There are some departments that keep their links updated — but they are few.
“It is sad,” City Manager Jim Ferree said.
That should change within the next few months, when the city’s Web site is upgraded through the Yampa Valley Economic Development Council’s Open E-gov project.
GT Alliance has been retained by the YVEDC to upgrade Web sites for the cities of Craig, Hayden, Steamboat Springs, Meeker and Rangely and Moffat, Routt and Rio Blanco counties.
“We knew this was coming, so we haven’t touched our Web site in a long time,” Ferree said.
He said he originally budgeted money last year to redesign the city’s Web site, but he delayed the appropriation because of the E-gov project.
He anticipates that a new, user- friendly site will be online by June. It will have open source software, making it a matter of cutting and pasting for any city department to update its Web information.
“The good thing about this program is it will be easy to maintain,” Ferree said. “It could be as simple as posting documents we already have.”
He expects the site to contain an updated community calendar, Parks and Recreation Department calendar, capital project status, the city’s code book and budget, and City Council agendas and minutes as well as employment information and registration forms that can be printed off and returned to City Hall.
Phase II — which will have to be paid for by the city — will be online bill paying and will include the ability to electronically submit Parks and Recreation Department registration forms.
Problems residents may have with the Moffat County Web site also will be taken care of as part of the E-gov project, Moffat County Commissioner Marianna Raftopoulos said.
“Once we get it up and running we’ll be able to keep information updated and the site will be more user friendly.”
County issues are similar to city issues, in having someone trained to upload information.

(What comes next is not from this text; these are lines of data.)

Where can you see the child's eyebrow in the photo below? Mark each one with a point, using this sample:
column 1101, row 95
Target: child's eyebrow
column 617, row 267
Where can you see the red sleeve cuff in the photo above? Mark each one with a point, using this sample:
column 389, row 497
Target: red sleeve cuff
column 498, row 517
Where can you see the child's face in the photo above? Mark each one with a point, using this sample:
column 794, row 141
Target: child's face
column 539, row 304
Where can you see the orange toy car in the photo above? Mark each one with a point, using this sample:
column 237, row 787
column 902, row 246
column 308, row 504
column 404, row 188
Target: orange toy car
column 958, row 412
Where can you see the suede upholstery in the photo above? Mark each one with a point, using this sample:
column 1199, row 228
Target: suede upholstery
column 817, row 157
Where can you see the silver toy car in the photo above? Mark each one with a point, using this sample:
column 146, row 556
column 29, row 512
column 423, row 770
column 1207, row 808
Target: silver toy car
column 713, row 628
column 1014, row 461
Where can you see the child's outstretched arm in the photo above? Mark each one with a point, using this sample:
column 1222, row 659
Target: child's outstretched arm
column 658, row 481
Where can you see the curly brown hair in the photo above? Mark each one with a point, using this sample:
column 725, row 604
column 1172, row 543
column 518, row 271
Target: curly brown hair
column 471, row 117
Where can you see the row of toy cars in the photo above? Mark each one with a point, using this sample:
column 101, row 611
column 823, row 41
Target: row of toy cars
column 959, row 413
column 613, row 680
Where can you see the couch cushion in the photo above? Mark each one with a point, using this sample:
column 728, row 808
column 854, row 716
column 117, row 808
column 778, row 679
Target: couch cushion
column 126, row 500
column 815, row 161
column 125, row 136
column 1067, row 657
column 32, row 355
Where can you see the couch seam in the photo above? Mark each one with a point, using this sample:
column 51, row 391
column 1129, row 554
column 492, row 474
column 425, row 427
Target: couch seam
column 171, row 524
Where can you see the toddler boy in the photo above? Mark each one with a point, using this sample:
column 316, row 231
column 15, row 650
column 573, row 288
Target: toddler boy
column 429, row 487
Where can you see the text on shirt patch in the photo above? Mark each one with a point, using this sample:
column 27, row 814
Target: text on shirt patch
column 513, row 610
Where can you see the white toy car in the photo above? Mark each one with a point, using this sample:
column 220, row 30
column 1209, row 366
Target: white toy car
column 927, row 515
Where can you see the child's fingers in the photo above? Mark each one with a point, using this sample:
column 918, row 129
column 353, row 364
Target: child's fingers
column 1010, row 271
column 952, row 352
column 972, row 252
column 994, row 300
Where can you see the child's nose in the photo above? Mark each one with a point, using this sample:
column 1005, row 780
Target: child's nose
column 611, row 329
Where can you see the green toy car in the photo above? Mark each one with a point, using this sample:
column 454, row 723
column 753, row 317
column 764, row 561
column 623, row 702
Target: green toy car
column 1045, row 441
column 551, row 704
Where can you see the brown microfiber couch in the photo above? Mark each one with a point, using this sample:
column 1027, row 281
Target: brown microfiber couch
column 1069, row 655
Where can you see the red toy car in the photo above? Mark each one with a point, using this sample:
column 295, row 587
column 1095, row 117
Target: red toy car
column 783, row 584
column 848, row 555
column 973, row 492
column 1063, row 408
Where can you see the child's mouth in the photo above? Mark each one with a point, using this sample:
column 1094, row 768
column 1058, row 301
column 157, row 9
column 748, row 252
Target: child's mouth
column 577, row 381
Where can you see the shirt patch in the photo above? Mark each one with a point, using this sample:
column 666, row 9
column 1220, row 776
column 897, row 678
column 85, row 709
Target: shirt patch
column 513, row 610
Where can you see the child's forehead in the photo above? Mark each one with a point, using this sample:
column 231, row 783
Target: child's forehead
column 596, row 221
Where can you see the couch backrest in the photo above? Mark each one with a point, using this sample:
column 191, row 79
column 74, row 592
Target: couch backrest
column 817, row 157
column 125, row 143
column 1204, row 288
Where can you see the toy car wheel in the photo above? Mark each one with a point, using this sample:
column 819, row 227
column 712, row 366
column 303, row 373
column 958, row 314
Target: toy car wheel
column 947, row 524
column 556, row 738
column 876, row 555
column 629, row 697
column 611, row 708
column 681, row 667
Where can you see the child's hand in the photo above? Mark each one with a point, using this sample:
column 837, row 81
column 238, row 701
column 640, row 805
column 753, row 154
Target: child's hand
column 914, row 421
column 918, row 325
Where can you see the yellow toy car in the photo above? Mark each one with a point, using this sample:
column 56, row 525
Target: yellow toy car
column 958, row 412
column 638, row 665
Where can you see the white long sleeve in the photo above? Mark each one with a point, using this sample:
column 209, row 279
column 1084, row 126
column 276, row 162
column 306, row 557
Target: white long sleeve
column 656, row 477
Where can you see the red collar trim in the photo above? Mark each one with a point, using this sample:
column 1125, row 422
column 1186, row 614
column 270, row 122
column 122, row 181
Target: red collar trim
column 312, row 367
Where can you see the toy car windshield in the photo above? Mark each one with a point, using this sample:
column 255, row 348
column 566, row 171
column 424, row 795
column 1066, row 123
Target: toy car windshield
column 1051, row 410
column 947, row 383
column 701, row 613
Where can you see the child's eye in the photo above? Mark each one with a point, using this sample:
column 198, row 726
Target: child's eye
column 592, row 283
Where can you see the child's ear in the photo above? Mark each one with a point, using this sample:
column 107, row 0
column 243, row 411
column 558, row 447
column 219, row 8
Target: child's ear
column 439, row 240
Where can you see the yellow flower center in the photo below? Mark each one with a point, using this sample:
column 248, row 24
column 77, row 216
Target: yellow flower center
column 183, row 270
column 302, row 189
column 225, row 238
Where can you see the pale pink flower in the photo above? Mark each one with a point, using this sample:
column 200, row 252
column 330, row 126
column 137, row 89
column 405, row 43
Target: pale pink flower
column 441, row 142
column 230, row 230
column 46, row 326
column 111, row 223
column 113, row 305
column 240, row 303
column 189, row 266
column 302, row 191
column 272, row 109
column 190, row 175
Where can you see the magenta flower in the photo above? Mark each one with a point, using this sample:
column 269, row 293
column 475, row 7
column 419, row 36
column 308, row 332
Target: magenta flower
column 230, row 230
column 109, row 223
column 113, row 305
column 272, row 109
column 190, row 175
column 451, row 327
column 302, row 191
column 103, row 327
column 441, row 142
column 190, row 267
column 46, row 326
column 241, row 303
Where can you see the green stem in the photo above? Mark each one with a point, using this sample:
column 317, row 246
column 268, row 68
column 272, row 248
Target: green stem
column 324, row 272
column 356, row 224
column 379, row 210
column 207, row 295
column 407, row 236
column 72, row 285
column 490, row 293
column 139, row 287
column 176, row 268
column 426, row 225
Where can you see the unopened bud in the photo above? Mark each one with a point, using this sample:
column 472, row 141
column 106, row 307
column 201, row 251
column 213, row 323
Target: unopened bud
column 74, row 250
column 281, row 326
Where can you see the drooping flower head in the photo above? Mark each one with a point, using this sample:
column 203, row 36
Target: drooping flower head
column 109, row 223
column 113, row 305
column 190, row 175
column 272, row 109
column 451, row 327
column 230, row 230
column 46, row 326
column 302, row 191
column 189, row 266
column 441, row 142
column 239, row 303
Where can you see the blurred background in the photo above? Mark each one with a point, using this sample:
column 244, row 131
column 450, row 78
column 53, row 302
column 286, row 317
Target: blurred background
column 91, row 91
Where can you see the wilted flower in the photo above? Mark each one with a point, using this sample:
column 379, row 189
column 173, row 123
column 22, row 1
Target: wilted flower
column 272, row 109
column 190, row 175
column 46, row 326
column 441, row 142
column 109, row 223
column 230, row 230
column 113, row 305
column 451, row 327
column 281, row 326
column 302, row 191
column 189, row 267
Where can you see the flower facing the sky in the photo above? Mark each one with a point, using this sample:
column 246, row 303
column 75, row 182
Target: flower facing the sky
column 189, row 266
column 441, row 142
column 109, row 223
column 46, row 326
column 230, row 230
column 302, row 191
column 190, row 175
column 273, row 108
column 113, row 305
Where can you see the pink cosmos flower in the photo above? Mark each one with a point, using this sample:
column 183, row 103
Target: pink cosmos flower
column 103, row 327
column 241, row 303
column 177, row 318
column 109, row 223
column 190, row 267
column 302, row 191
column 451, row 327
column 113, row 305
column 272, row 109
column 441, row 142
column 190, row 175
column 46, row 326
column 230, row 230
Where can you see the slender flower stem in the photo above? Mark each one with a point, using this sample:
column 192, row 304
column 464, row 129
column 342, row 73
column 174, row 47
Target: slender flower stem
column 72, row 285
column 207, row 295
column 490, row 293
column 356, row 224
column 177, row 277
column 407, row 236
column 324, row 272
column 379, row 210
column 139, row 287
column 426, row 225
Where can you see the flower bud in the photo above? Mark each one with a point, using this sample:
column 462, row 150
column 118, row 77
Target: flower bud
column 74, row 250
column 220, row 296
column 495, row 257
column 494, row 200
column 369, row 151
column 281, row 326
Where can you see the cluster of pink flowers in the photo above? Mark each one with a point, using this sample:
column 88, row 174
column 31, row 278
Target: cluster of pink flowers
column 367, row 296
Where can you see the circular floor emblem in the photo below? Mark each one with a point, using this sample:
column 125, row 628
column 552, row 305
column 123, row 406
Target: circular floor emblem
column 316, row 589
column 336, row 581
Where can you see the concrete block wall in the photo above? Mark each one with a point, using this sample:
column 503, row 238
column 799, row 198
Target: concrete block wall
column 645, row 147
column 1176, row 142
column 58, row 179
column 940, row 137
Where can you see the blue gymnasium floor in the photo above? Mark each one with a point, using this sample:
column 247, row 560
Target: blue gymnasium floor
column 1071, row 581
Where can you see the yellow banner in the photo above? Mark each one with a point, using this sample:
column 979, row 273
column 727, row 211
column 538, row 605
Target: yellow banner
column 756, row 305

The new software will allow nearly anyone with the correct password to upload new information quickly without having to know anything about programming codes.
Although it will be up to each department to keep its information updated, Mason Siedschlaw, the county’s information technology specialist, will help.
Money left over from a state $1.2 million Beanpole grant will be used to pay for the upgrades.
“It’s taken us since ’97 to get here, but we finally did it,” Raftopoulos said. “Several steps had to be taken first.”